Harris wrote his novel while quarantined in his home in England. To me, the writing feels different than his other novels, and this may be a large part of the reason why. V2 is smaller. Smaller both in size (my copy is slightly over 300, modestly-filled printed pages). It’s also smaller in its historical scope. Especially if you’re not an Englishman, the V-2 attacks fade to the margins in the telling of the Second World War; the program had no strategic value and relatively little impact in terms of either human or property loss. That’s little consolation to its victims but this was no “Battle of the Bulge.”
The books mentions, without making it too much of the story, that misinformation ruled this chapter of the war. By 1944, the English had taken control of the German spy network in London and were capable of feeding the Germans whatever information they wanted. By exaggerating the effect of the V-2 in London, they encouraged the Germans to continue a campaign in a manner that was having little practical success. Likewise, the English women were told how their calculations were resulting in destruction of the launching sites that they had traced back. This wasn’t true – the unsteered trajectory of this first-ever ballistic missile had too many unknowns to allow precise location of launch sites, no matter how good the computations.
What is in the book is a sense of futility all around. Germans surely knew the war was already lost and that the V-2 had no chance of changing that. The English also must have been aware that, for all that they were doing** to counter the V-2 system, they were not having much of an impact. After all, the rockets continued to fall upon English citizens and their homes. For the English right in the middle of it all, it must have seemed like an awfully poor way to be winning a war. Is Harris merely capturing this feeling in his protagonists or are we seeing his own frustrations at what we now know to be the futility of mass quarantine of healthy individuals?
There is another example of Harris’ Englishness which goes against my own American experience. In his book, Harris does not give Werner von Braun the best of treatments. Von Braun is not exactly portrayed as a villain but he is shown as an opportunist and a politician. In America, by way of contrast, he was widely treated as a hero – the reformed Nazi who came to help American do the work of the righteous. Harris shows how he had set up his betrayal of his German motherland in advance, preparing to take his secrets to American where he would then be protected from his complicity in destroying England. I can’t say Harris is entirely wrong, but this isn’t the Werner von Braun that I knew.
As I finished the final pages, I gave some thought (as I generally do) to a historical game that might match my historical reading. The best match I can imagine is Hearts of Iron IV as it has the scope to pit technology trees against grand strategy plus the massiveness to dig into the detail. That massiveness, however, means that I’m not even going to try.

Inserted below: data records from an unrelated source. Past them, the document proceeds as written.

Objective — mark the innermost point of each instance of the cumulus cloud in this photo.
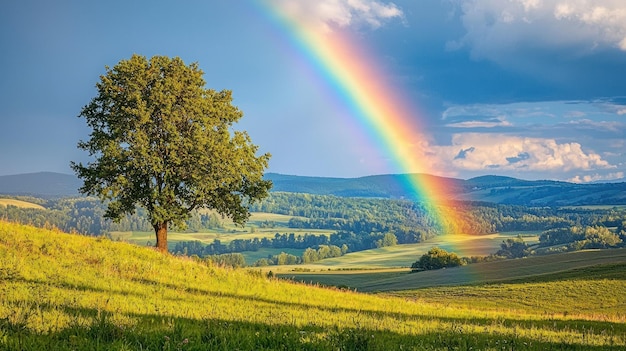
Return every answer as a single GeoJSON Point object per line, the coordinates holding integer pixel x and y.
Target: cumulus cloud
{"type": "Point", "coordinates": [596, 177]}
{"type": "Point", "coordinates": [328, 14]}
{"type": "Point", "coordinates": [495, 27]}
{"type": "Point", "coordinates": [491, 123]}
{"type": "Point", "coordinates": [480, 151]}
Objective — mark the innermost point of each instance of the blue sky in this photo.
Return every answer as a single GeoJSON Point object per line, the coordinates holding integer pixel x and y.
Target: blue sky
{"type": "Point", "coordinates": [534, 89]}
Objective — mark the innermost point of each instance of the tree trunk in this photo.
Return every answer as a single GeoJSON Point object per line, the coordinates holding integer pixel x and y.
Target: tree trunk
{"type": "Point", "coordinates": [160, 230]}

Maybe what I ought to do instead is to follow the lead of food blogs. At the bottom of my post I could offer the equivalent of a “wine pairing” to go with my recipe. A “game pairing.” It may not add anything to the discourse but it would sure save me a lot in terms of both research and writing.
*For anyone who doesn’t want to guess what I’m alluding to, the SLS is cobbled together out of the pieces from the Space Shuttle, itself technology from a previous generation.
**The V-1s, the “flying bombs,” could be countered as would a manned aircraft, using fighters and anti-aircraft gunnery. The V-2s were too fast – if you heard it coming, it was already there. A massive anti-aircraft barrage in the general direction of a V-2 would cause more ground damage from falling shells than the rocket could do on its own. Attempts were made to jam the electronics of the rocket but, the missiles were unguided in their terminal phase.